The films like the novel are fragmented. Whilst the novel is divided into small narratives, the films too, are edited and this fragmentation is defined by Jameson as “postmodernism abandons all sense of historical continuity and memory whilst simultaneously developing an incredible ability to plunder history and absorb whatever it finds there as some aspect of the present. 42 Jameson describes this as distinctive of the late capitalist age 43 of which Meadow is a prime example. Her art house films in the beginning were funded by her parents giving her money to survive and to buy equipment, and then when she gained notoriety, she was able to get other funding.
Linda Hutcheon claimed postmodern fiction as a whole could be characterized by the ironic quote marks, that much of it can be taken as tongue-in-cheek. This irony, is one of the most recognizable aspects of postmodernism.44 Innocents and others is rich in irony. An example is of Mary Ann who suffered through the event of having people shot around her in Kent State: Recovered but it was ironic to see that it was the photograph of her that changed her life, not the event. “Not because she was there, but because she was photographed. She is pictured on her knees in her genuine anguish on t-shirts. Her parents will sue people for a share of the proceeds. She will try to move on, but the photo will affect her life for years to come. … When she leaves her kid’s PTA meeting, parents will lean over to another parent and whisper “You know who she is, don’t you?” 45 Irony is threaded throughout fragments and the whole in that Meadow and Carrie with their different high and low brow approaches could never have made a film together, yet they have joined forces in this novel, the only art form to contain them.

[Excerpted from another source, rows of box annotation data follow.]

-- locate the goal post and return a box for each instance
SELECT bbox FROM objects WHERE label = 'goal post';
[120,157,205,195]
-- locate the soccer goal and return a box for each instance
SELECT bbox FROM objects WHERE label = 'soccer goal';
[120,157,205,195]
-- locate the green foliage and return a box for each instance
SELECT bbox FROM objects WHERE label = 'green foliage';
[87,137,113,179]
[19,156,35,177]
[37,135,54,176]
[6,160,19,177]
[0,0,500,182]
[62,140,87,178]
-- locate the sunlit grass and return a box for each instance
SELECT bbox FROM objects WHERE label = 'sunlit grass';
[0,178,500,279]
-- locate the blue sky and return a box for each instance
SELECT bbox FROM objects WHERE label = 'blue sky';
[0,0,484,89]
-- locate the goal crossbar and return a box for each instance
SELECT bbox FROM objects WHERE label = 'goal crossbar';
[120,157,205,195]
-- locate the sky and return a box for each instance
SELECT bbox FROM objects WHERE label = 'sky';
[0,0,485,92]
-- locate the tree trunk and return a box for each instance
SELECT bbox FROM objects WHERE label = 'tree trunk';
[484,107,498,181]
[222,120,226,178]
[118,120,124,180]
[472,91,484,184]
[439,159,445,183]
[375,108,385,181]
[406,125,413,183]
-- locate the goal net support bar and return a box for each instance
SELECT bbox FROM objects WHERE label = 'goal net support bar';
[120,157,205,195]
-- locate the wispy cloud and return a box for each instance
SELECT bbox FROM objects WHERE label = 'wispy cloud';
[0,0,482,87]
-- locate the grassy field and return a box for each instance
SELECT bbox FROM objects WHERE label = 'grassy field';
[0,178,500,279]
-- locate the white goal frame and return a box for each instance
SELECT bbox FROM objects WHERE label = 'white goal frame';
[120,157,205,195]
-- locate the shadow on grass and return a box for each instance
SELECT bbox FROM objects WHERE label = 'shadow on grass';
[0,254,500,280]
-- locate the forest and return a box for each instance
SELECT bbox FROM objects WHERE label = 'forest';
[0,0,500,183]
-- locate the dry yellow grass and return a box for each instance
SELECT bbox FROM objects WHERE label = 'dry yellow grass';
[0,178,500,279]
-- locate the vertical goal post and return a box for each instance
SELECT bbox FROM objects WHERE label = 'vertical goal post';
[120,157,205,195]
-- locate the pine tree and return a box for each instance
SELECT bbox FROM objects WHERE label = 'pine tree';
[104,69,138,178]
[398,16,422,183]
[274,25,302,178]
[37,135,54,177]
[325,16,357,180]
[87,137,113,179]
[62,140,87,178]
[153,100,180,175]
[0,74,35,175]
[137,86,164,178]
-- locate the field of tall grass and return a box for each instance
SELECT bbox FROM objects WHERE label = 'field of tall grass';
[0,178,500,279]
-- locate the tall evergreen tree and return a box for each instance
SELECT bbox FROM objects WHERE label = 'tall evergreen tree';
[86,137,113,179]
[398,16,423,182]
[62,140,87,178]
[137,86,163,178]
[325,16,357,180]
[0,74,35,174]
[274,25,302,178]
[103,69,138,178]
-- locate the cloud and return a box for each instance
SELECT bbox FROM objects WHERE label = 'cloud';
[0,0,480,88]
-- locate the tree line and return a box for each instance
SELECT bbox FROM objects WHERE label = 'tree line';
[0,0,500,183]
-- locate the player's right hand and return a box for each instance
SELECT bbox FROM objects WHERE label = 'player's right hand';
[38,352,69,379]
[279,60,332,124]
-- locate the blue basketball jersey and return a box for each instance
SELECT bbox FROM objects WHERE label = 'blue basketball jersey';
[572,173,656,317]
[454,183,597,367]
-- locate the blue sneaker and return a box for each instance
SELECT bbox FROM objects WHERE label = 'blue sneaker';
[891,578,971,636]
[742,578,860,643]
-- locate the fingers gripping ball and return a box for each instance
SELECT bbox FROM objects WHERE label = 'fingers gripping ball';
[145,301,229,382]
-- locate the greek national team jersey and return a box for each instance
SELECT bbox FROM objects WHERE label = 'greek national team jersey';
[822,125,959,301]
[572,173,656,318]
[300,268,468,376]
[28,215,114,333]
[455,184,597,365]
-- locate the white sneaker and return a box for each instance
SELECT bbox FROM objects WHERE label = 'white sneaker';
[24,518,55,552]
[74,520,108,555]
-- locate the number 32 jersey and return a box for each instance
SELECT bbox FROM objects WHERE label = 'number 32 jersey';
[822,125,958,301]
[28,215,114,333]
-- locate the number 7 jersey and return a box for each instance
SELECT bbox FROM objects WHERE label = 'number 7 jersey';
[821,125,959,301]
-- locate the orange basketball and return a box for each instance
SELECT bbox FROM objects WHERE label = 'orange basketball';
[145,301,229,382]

In conclusion, after looking at ideas and characteristics of postmodernism as defined through the writings of Lyotard, Foucault, Hutcheon, Baudrillard and Jameson which include pastiche, irony, hyperreality, metafiction and poiomenon, it can be seen that Innocents and others is flooded with examples of these characteristics throughout the novel at both a macro and micro level – a macro level in terms of structure, character, and story and a micro level through dialogue and language and is a textbook example of postmodernist literature.